サンダルフォンは不服そうにしつつも私の言葉に頷いてくれた。
「ありがとう……。」
「君がそこまで言うからだ。」
優しく告げられるそれに笑みが戻る。サンダルフォンはやっぱり優しくてかっこいい。衝動のままに鎧をつけたままの彼に抱き着く。鎧は、酷く冷めていた。さっきまで外にでもいたのだろうか。今日は非番なのに。
「おい、離れろ、怪我でもしたら……。」
「どこかに行っていたの?」
素直に尋ねてみると彼はため息をついて後ろの腰に下げていた麻袋の中身を見せてくれた。
「……お米?」
「ヤイアが料理をしたいと。……頼まれたから行ってきたんだ。」
渋々行ってきましたといった感じだが本当に声が優しい。ヤイアちゃんの事をよく思っていてくれて何よりだ。それより炒飯を作りたいと言うことだろう。早く行かなければ!

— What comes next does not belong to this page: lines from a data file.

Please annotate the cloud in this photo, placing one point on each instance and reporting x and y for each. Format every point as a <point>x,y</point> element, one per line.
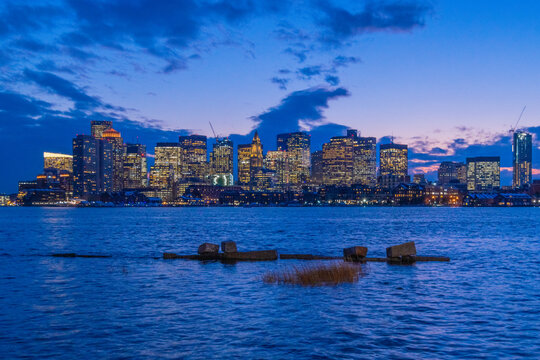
<point>29,126</point>
<point>300,107</point>
<point>281,82</point>
<point>426,154</point>
<point>62,87</point>
<point>341,24</point>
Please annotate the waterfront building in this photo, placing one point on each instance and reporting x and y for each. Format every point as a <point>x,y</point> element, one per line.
<point>263,179</point>
<point>483,173</point>
<point>389,182</point>
<point>451,172</point>
<point>419,179</point>
<point>338,160</point>
<point>92,166</point>
<point>409,194</point>
<point>244,155</point>
<point>97,127</point>
<point>296,145</point>
<point>442,195</point>
<point>4,200</point>
<point>250,161</point>
<point>169,155</point>
<point>58,161</point>
<point>135,166</point>
<point>278,162</point>
<point>163,183</point>
<point>317,167</point>
<point>221,158</point>
<point>364,160</point>
<point>256,156</point>
<point>222,179</point>
<point>117,144</point>
<point>393,160</point>
<point>522,159</point>
<point>52,178</point>
<point>194,156</point>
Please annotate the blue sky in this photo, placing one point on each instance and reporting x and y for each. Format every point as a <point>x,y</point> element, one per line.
<point>449,78</point>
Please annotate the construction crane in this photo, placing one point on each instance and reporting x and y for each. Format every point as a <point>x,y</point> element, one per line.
<point>513,130</point>
<point>211,127</point>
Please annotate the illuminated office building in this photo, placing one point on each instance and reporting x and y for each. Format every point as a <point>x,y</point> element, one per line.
<point>338,160</point>
<point>250,161</point>
<point>278,162</point>
<point>162,182</point>
<point>244,156</point>
<point>58,161</point>
<point>522,159</point>
<point>221,158</point>
<point>169,154</point>
<point>97,127</point>
<point>297,147</point>
<point>194,160</point>
<point>451,172</point>
<point>256,156</point>
<point>393,160</point>
<point>117,143</point>
<point>365,161</point>
<point>135,166</point>
<point>92,166</point>
<point>483,173</point>
<point>317,167</point>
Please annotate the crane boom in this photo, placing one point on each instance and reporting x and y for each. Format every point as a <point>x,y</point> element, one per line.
<point>519,119</point>
<point>211,127</point>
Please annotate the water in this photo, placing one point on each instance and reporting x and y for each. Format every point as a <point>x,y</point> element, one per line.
<point>485,303</point>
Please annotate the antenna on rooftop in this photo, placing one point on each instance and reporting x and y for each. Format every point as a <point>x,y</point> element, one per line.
<point>211,127</point>
<point>512,130</point>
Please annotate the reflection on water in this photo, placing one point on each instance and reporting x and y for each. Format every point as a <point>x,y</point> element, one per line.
<point>482,304</point>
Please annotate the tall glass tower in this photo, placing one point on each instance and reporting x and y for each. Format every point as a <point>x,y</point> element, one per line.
<point>522,150</point>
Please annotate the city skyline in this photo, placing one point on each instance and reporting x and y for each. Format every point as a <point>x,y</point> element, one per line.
<point>350,169</point>
<point>451,95</point>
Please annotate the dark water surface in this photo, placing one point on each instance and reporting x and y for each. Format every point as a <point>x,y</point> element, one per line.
<point>485,303</point>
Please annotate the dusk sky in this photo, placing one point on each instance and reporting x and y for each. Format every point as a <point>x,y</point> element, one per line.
<point>448,78</point>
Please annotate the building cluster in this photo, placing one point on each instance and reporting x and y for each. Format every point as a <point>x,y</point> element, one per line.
<point>102,169</point>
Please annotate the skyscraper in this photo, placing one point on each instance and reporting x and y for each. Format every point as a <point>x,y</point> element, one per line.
<point>117,143</point>
<point>297,148</point>
<point>250,161</point>
<point>244,155</point>
<point>393,160</point>
<point>135,166</point>
<point>221,158</point>
<point>365,161</point>
<point>92,166</point>
<point>338,160</point>
<point>452,172</point>
<point>483,173</point>
<point>194,162</point>
<point>162,182</point>
<point>97,127</point>
<point>256,156</point>
<point>317,167</point>
<point>522,159</point>
<point>278,162</point>
<point>169,154</point>
<point>58,161</point>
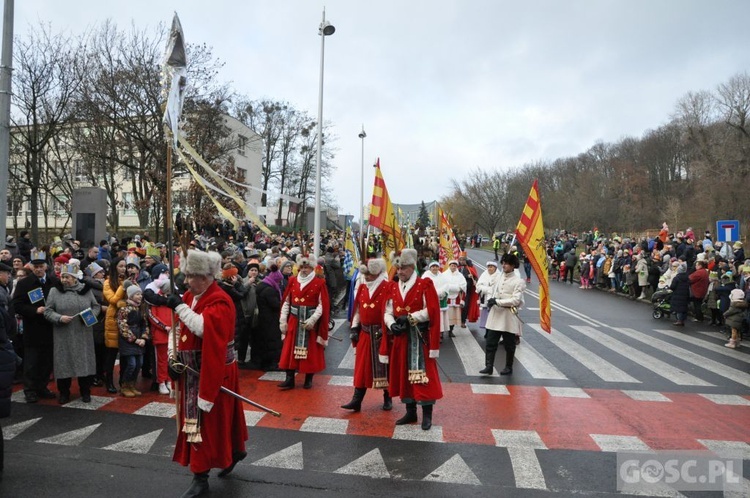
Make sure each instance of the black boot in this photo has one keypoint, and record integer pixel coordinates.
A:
(387, 401)
(110, 382)
(489, 363)
(199, 486)
(308, 381)
(508, 370)
(289, 382)
(356, 402)
(426, 417)
(237, 457)
(411, 415)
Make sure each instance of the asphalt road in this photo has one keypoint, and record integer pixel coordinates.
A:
(607, 380)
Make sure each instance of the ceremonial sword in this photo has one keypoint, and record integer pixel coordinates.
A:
(240, 397)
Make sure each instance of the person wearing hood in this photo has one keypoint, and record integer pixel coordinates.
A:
(74, 352)
(680, 287)
(265, 339)
(367, 334)
(25, 245)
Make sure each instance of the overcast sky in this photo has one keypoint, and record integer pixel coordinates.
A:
(446, 86)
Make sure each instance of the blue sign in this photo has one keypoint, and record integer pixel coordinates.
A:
(727, 230)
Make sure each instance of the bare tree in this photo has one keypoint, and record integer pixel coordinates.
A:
(47, 78)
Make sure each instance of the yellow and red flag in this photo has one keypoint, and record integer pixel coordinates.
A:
(449, 248)
(383, 216)
(530, 234)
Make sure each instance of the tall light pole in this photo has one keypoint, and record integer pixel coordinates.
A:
(325, 29)
(363, 252)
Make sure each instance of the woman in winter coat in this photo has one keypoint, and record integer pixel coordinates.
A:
(114, 293)
(680, 287)
(74, 354)
(134, 332)
(94, 278)
(265, 343)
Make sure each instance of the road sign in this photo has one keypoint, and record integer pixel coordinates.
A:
(727, 230)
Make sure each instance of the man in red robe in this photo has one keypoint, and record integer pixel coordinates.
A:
(367, 334)
(304, 324)
(212, 424)
(412, 317)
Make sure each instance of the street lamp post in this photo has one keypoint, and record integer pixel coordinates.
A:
(325, 29)
(363, 253)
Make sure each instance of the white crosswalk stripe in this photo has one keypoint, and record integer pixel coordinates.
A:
(660, 368)
(536, 364)
(700, 360)
(598, 366)
(716, 348)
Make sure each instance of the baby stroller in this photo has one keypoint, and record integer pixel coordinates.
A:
(662, 301)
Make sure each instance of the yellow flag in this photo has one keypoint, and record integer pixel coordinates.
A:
(530, 234)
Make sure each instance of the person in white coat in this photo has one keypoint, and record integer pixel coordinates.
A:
(485, 283)
(502, 324)
(433, 273)
(456, 286)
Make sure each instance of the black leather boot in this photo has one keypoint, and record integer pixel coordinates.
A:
(237, 457)
(508, 370)
(199, 486)
(308, 381)
(411, 415)
(387, 401)
(289, 382)
(489, 363)
(426, 417)
(356, 402)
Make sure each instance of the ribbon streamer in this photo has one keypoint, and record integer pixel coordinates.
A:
(217, 178)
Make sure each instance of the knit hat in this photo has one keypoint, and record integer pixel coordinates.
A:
(737, 295)
(92, 269)
(133, 290)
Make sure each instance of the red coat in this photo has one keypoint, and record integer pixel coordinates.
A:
(421, 295)
(370, 310)
(222, 429)
(314, 293)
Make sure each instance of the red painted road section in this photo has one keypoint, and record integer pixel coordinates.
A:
(465, 417)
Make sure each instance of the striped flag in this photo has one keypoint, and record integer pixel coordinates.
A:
(449, 248)
(174, 72)
(530, 234)
(383, 216)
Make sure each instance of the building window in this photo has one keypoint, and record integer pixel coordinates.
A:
(128, 204)
(241, 144)
(79, 175)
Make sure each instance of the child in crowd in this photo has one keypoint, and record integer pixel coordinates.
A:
(735, 315)
(133, 334)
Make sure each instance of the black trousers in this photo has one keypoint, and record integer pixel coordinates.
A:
(493, 342)
(110, 355)
(84, 385)
(37, 367)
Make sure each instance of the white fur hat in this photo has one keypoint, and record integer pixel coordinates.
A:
(375, 266)
(203, 263)
(304, 260)
(407, 257)
(737, 295)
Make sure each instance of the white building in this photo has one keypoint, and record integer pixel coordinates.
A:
(54, 208)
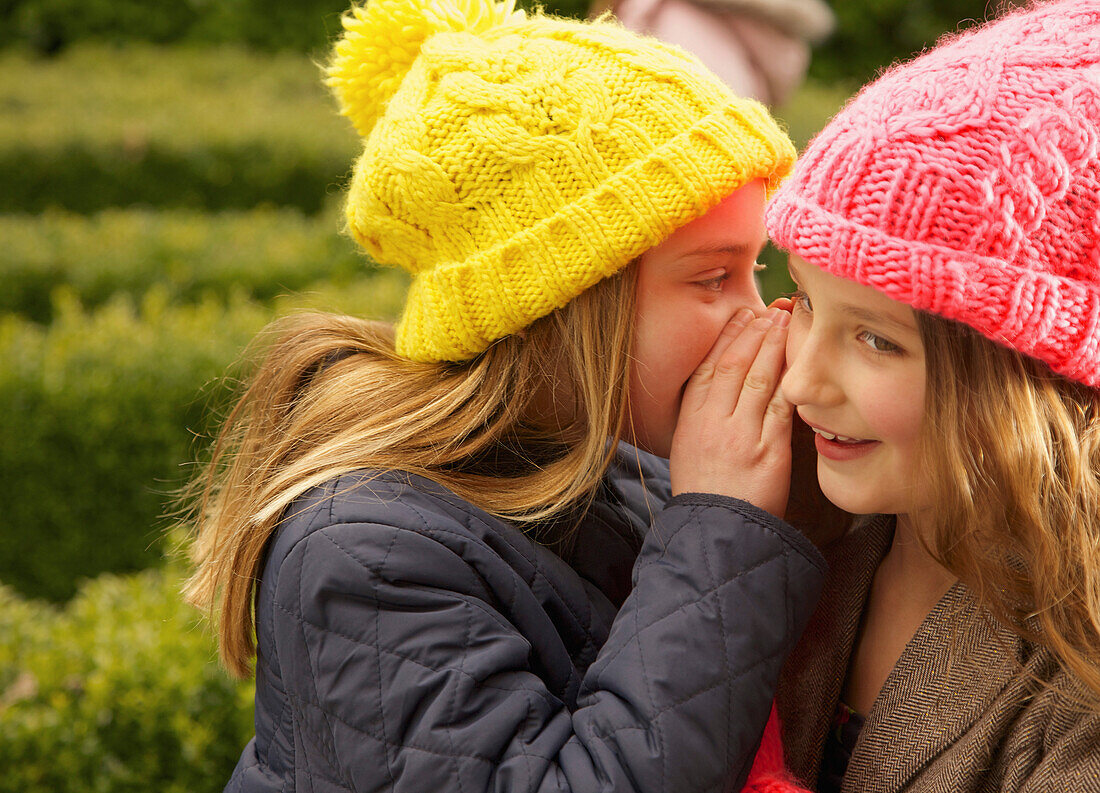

「大変!それじゃあ早く行かないと、ヤイアちゃんきっと待ちくたびれてる。」
「っ、おい、ヨーコ!」
サンダルフォンの手を引いて食堂へ向きつつ船内を走る。
「団長さん、あんまり走るといけないよ。」
「ごめんなさいノアさん!!でもヤイアちゃんが待ってるの!」
ラカムと歩いていたノアさんがすれ違いに言う。優しいけれど咎められているのでちょっと足を止めて謝った。
「ふふ、次から気をつけてね。」
「はーい!!」
そのまま小走りで食堂へ到着。ヤイアちゃんはアポロさんとネネさんが遊んでくれていて楽しそうにしていた。
その後はサンダルフォンとヤイアちゃん、ネネさんとアポロさんの皆でお昼ご飯を作って皆に振舞った。ヤイアちゃんを褒めちぎるアポロさんやオーキスちゃんを見て微笑みながらサンダルフォンの隣で美味しい炒飯を食べた。
「ん……あれ、サンダルフォン、布にケチャップついてる。」
「……いつの間に。」
「あはは!さっき夜の仕込みついでにソース作ってたからその時に着いたのかもね!あとで洗濯しようよ、私も服洗うし!」









「ノア、言わなくてよかったのかよアレ。」
「彼には伝えたよ。星晶獣にしかわからない言語でね。」
「……ありゃ、血で間違いないよな?」
「そうだね、……人じゃない……とは言いきれないかな。」
「……そうか。……疑うしか今は出来ねぇが……監視だけはしとくか。」
「団長さんがいるなら大丈夫だと思うけど……。」
「他の人間に危害が及ぶのはヨーコも望んでねぇよ。」
「……そうだね、彼女は優しい子だから。」